Album ini memang sudah dibocorkan dari beberapa bulan silam. Saat Bandung berusia 204 tahun, Mocca juga diminta khusus oleh Walikota Bandung, Ridwan Kamil untuk membuat lagu mengenai kota kembang. Akhirnya Mocca mengeluarkan single Bandung, yang juga menjadi salah satu singlenya di album Home, pas!!Ketika Bandung juga mengerucut pada rumah yang sebenarnya bagi Mocca.

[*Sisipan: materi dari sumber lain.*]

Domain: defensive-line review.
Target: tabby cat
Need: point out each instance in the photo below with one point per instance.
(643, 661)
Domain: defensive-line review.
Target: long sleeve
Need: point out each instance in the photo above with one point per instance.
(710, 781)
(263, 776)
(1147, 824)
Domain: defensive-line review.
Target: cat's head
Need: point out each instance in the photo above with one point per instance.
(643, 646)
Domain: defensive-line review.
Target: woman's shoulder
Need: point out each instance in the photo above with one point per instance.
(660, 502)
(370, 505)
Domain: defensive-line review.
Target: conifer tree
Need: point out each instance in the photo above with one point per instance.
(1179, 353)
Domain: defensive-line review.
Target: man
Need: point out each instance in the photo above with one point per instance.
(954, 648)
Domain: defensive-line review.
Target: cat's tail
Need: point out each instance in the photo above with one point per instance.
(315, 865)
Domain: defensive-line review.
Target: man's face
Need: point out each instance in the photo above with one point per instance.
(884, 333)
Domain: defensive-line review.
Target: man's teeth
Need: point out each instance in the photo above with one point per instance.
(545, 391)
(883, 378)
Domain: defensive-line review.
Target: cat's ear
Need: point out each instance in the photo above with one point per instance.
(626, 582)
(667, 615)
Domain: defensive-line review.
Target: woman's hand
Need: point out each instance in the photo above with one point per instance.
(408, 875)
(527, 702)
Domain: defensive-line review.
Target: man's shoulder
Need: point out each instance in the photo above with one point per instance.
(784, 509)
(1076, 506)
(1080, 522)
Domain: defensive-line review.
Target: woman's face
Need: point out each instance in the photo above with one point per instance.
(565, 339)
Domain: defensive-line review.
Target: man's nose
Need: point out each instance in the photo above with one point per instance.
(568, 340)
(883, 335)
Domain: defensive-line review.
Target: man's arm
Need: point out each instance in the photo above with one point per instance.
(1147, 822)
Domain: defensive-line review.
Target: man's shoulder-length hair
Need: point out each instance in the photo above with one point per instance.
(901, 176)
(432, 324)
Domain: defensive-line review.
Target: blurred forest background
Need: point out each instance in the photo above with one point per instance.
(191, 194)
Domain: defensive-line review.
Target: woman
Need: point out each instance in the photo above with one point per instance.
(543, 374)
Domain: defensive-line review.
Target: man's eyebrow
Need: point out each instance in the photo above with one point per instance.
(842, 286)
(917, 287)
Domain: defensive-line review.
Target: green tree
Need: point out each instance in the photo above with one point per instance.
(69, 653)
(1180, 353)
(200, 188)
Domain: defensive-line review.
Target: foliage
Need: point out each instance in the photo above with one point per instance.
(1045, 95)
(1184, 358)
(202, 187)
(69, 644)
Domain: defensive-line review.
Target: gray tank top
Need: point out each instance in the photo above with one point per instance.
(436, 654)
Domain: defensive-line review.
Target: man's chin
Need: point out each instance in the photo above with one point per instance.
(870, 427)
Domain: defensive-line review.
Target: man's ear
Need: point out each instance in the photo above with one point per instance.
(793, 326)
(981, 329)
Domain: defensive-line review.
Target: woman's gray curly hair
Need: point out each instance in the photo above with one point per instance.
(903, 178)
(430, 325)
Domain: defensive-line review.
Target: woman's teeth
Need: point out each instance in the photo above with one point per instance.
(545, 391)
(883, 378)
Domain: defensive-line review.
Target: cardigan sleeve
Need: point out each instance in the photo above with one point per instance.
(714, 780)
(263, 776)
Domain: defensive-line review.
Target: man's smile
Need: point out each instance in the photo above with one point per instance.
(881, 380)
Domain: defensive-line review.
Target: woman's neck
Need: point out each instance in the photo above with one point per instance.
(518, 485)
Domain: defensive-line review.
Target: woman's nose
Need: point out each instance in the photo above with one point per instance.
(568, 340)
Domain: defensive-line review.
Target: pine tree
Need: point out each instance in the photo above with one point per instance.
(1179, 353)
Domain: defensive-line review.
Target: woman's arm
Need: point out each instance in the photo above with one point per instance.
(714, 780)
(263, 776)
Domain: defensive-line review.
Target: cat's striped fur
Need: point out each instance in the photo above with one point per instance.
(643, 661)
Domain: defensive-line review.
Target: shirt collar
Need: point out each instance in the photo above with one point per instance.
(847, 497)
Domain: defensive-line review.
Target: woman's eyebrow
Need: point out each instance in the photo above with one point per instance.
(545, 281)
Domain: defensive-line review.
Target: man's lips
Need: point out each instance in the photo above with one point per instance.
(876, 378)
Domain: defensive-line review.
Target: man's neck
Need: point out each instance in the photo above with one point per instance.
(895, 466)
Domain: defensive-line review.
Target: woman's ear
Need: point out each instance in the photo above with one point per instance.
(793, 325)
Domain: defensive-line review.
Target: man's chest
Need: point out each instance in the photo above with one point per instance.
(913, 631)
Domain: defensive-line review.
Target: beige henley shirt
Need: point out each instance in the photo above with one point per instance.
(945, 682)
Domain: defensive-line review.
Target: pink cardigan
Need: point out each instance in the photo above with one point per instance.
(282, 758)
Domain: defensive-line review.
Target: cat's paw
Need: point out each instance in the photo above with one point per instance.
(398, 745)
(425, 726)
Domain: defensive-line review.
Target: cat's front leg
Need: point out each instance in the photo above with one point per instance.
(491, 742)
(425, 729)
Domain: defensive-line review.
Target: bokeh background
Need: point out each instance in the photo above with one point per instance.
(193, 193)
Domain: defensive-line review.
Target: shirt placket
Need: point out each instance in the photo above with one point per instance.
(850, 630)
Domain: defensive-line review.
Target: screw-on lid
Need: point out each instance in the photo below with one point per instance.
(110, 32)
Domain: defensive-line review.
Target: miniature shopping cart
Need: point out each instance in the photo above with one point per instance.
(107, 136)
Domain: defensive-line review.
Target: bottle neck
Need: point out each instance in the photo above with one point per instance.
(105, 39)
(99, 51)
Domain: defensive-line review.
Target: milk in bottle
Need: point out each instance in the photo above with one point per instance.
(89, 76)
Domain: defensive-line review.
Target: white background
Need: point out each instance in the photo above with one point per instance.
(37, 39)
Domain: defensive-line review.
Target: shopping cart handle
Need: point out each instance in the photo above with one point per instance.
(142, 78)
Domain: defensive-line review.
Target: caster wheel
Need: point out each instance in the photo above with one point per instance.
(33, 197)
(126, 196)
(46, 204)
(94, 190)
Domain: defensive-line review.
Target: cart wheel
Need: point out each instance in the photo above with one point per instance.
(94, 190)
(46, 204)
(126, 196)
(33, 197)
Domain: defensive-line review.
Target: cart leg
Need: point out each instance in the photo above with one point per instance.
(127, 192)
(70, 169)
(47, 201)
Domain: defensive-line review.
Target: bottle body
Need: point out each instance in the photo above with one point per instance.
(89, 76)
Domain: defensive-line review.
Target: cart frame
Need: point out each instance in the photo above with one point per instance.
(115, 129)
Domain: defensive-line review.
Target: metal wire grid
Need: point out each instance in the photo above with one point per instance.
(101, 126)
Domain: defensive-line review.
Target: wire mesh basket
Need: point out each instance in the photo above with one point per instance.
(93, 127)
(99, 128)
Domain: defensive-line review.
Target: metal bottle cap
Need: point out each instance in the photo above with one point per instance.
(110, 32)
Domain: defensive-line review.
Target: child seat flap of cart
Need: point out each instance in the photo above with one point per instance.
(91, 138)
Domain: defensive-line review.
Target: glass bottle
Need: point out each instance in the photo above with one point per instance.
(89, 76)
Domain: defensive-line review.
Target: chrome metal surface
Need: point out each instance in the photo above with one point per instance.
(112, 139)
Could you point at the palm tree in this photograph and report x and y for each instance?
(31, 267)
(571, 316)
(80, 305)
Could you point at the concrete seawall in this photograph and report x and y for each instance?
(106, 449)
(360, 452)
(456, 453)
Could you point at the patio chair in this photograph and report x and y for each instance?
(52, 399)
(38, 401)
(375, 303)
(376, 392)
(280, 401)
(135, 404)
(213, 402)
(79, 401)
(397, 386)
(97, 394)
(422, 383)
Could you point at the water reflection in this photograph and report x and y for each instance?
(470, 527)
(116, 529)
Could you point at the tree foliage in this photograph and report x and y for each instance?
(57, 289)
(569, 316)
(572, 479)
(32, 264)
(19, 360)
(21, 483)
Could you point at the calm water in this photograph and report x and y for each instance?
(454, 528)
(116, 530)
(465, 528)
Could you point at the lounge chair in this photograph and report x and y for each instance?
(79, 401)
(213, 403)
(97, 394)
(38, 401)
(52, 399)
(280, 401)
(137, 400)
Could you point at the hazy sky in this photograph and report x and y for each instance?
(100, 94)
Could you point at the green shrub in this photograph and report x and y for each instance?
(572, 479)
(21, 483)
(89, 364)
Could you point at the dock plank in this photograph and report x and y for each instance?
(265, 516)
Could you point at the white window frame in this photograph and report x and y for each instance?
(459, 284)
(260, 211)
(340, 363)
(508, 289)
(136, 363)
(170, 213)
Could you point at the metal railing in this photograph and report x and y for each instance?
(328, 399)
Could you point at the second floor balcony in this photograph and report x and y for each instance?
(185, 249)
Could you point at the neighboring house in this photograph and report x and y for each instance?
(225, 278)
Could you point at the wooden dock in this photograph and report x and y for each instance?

Mocca bangkit lagi berkat adanya Swinging Friends. Waktu Mocca menyatakan vakum, disisi berbeda Swinging Friends berkembang pesat. Pertumbuhan Swinging Friends yang cepat dan banyak membuat Mocca merasa aneh dan merasa harus memberikan dedikasi lebih pada para penggemarnya itu. Apalagi kalau di Bandung, Swinging Friends sampai membuka kelas Mocca, mereka berkumpul, membawakan lagu-lagu Mocca,ditambah lagi ada pula yang mengaransemen ulang lagu-lagu Mocca. Melihat fenomena tersebut, Mocca di konser Home 9 Januari 2015 lalu mengajak mereka untuk tampil. “Itu semacam graduation dan dedikasi kami untuk Swinging Friends, jadi kita ngerasa lagu Mocca tidak cuma punya kita berempat ” ujar Riko.

Mocca mengungkapkan melalui album Home ini hanya ingin bersenang-senang dengan teman dekat juga bergerak bersama sebagai satu keluarga besar. Album Home juga menjadi satu bukti bahwa ternyata Mocca masih bisa melewati batasan-batasan, termasuk jarak yang memisahkan mereka semua. “Berada di keluarga besar Mocca ini sangat menyenangkan. Itu juga dapat menyeimbangkan hidup kita, dari yang sumpek ngerjain apa, setelah ketemu Mocca jadi bisa ketawa terus. Itu jadi makanan untuk jiwa kita,” ujar Arina.

Banyak yang heran mengenai munculnya album Home, karena jarak dari album ini dan sebelumnya terlampau jauh. Seluruh personil Mocca mengaku ini karena dinamika kesibukan personilnya, ditambah lagi Arina yang hijrah ke negeri Paman Sam. “Adanya album Home ini untuk saya pribadi adalah sebuah keajaiban, seperti mimpi. Kami nggak tau kalau kami bisa buat album lagi atau tidak, melihat keadaan seperti ini. Tapi ternyata itu terjadi juga. Itu bukti 16 tahun kami wara-wiri dan kami bisa bertahan di dunia musik Indonesia,” ujar Arina dengan senyum.